Sin Nombre

“Sin Nombre” develops on the kill or be killed concept of “City of God”: If you stay, you’re dead. If you try to leave, you’re dead. Here is an example of a person trying to leave Mexico for America as so many attempt to do for a fate that is equally unclear.

The film’s title translates to “without a name” of which the main character has two, but no true identity. His name is Willy (Edgar Flores), but on the streets of Mexico and to his gang he is El Casper. We have much empathy for this character, who literally wears his emotions on his face in the form of a tattoo teardrop. He brings along a young 12-year-old to join the gang, either to distance himself or have someone closer to himself than these hoods that call themselves brothers.

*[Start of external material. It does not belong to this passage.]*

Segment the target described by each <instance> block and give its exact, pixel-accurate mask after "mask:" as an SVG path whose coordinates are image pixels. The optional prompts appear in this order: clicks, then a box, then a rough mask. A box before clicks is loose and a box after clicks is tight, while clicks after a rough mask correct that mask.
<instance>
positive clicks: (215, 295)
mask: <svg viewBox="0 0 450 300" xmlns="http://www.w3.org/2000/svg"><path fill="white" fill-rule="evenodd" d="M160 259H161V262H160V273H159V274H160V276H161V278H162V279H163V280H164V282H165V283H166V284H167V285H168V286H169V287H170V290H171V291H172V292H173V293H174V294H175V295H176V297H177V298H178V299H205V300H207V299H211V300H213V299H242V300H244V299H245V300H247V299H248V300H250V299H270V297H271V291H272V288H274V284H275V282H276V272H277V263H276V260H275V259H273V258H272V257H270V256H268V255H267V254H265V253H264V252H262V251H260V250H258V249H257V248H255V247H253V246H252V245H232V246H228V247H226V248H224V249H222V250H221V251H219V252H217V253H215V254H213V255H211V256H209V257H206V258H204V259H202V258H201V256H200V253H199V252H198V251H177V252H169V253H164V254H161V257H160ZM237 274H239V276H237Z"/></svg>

The leader of the gang accidentally kills Casper’s girlfriend as he tries to rape her, and on an ambush job to steal from immigrants traveling north, Casper murders his boss and flees on the trains along with the rest of the illegals. This element of the story develops into a riveting and brutal cat and mouse thriller, but the added depth to the film comes from Sayra (Paulina Gaitan), a Honduran girl making her way north with her father and uncle. She and Casper grow close, and the film charts an astonishing friendship and romance between these two teens.

Like “City of God,” “Sin Nombre” shows that corruption and hardship lies with the youth of the city, and these young, amateur actors most fit to be genuine in their roles are excellent at portraying the burden they all carry.

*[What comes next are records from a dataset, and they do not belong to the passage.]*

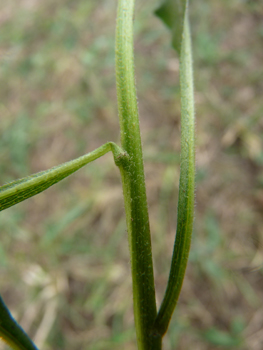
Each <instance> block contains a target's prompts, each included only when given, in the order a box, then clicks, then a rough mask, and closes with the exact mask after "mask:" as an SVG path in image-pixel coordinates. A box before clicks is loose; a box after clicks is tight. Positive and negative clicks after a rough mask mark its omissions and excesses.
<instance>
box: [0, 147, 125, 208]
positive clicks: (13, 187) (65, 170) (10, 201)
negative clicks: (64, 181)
mask: <svg viewBox="0 0 263 350" xmlns="http://www.w3.org/2000/svg"><path fill="white" fill-rule="evenodd" d="M110 151H112V153H113V156H114V160H115V163H116V165H118V166H120V165H121V164H123V163H125V159H126V158H127V157H126V155H125V152H123V150H122V149H121V148H120V147H119V146H117V145H116V144H115V143H113V142H108V143H106V144H105V145H103V146H101V147H99V148H97V149H96V150H94V151H92V152H90V153H87V154H85V155H84V156H82V157H79V158H77V159H74V160H71V161H69V162H66V163H63V164H60V165H58V166H55V167H53V168H51V169H48V170H44V171H41V172H39V173H37V174H33V175H30V176H27V177H24V178H22V179H19V180H16V181H13V182H10V183H8V184H6V185H3V186H1V187H0V211H2V210H4V209H7V208H9V207H12V206H13V205H15V204H17V203H20V202H22V201H24V200H25V199H27V198H30V197H32V196H35V195H36V194H38V193H40V192H43V191H44V190H46V189H47V188H49V187H50V186H52V185H54V184H56V183H58V182H59V181H61V180H63V179H64V178H65V177H67V176H69V175H71V174H73V173H74V172H75V171H77V170H78V169H80V168H82V167H83V166H84V165H86V164H88V163H90V162H92V161H93V160H95V159H97V158H99V157H101V156H103V155H104V154H105V153H107V152H110Z"/></svg>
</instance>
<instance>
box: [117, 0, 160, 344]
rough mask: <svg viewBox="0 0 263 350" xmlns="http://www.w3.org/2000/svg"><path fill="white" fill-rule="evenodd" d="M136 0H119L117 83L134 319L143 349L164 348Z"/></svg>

It is also a harsh film, and although not nearly as cinematically or visually enthralling as “City of God,” depicts some terrible moments steeped in emotion all within the context of humanity. The initiation on the streets is being horribly beaten and kicked by every gang member for 13 seconds. We learn the punishment for betraying or lying to the gang is just the same.

But the screenplay by first time director Cary Fukunaga does not stop at the pain and brutality itself. Later when Casper is on the train with Sayra, he tells of how he got his many scars, and we see that the pain runs deep in these characters.

“Sin Nombre” is brief, dramatic and intense, and in its hopeless, depressing and shocking conclusion comes a glimpse of a chance. It paints the other side to the American immigration problem and shows that amidst all that is terrible in that part of the world, there is goodness, humanity and possibility.

The many immigrants that attempt to cross the border may be without a name, but they are not without a heart.